IMPOTS 2009 : CA VA FAIRE MAL !


Les chiffres des impôts sont tombés. La majorité municipale a décidé d’augmenter fortement les impôts.

6,3% pour la taxe d’habitation
10,3% pour le foncier bâti

C’est le coup de main municipal pour aider les clamartois à traverser la crise.

Nous ne sommes pas étonnés, après avoir dépensé les réserves financières, vendu le patrimoine de la Ville, il n’y avait plus que les impôts à augmenter. Et ce n’est que le début…
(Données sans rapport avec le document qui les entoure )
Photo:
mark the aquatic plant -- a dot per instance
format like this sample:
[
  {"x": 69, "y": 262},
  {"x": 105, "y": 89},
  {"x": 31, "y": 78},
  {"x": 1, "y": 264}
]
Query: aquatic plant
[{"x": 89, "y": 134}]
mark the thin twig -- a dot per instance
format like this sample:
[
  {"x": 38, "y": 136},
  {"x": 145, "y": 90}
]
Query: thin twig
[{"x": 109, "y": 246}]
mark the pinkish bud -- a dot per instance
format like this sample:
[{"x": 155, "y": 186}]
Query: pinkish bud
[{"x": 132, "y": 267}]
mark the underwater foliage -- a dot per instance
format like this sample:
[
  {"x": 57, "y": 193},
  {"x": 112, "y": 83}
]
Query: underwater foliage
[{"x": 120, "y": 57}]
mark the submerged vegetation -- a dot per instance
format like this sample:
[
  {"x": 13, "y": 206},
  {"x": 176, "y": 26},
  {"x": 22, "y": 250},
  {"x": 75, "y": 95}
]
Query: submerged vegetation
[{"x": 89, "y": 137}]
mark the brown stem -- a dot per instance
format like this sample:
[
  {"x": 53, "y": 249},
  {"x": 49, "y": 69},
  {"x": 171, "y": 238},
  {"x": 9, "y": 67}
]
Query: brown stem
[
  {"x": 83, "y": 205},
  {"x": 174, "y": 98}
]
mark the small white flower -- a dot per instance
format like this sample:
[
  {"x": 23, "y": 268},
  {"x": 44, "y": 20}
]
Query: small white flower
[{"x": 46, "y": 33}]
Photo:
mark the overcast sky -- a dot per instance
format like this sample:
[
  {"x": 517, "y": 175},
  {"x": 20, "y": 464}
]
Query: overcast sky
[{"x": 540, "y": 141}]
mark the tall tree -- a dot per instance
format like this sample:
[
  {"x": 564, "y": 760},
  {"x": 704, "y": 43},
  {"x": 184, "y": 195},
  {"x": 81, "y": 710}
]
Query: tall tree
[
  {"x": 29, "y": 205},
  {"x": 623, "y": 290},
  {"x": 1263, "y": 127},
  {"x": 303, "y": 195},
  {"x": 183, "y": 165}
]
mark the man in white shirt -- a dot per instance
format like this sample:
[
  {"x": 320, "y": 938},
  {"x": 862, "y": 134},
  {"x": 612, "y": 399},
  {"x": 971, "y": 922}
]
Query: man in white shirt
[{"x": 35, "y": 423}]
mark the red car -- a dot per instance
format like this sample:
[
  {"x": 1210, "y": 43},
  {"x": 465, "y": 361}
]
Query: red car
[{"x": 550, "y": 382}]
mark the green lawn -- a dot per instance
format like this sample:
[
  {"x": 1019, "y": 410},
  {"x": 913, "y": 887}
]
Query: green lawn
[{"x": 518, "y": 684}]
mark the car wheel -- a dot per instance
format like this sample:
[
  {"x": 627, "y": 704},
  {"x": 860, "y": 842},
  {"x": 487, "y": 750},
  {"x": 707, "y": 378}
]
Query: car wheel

Il est révélateur de rapprocher cette augmentation avec le discours prononcé par P Kaltenbach lors des vœux aux personnalités. La majorité constate qu’il y a une crise, mais elle continuera sans sourciller à appliquer le programme pour lequel elle a été élue et qui a été rédigé et chiffré bien avant la crise. Construction d’une piscine, d’un dojo, d’un nouveau stade, de plusieurs écoles, des rues, des travaux, et une Maison des jeunes.
Durant ce discours, pas un mot sur les recettes, sauf pour rendre l’Etat responsable de ce qui va toucher Clamart : baisse des subventions, baisse des droits de mutations, baisse de la taxe professionnelle perçu par l’Interco Sud de Seine mais qui tombe dans les caisses de la commune.
Les années à venir vont nécessiter beaucoup d’investissements puisque la Majorité a choisi de densifier la Ville et d’augmenter la population. Clamartois à vos poches !
Lors du dernier Conseil Municipal Grégoire Artinian a demandé qu’il n’y ait pas d’augmentation des impôts en 2009 et que l’ ON ADAPTE LES DEPENSES AUX RECETTES et non le contraire. La réponse a été NON.
On dépense et ensuite on trouve les recettes dans la poche des Clamartoises et des Clamartois.
Rien n’arrête monsieur Kaltenbach et sa Majorité qui doigt sur la couture du pantalon, tête baissée vote sans discuter.
On a connu dans l’Histoire des Maires de droite ou de gauche saisis par la folie des grandeurs, voulant faire de leur ville une vitrine pour leur ascension politique et qui ont mené leur commune à la ruine.
Il est à craindre que la voie choisie par Philippe Kaltenbach nous mène à cela.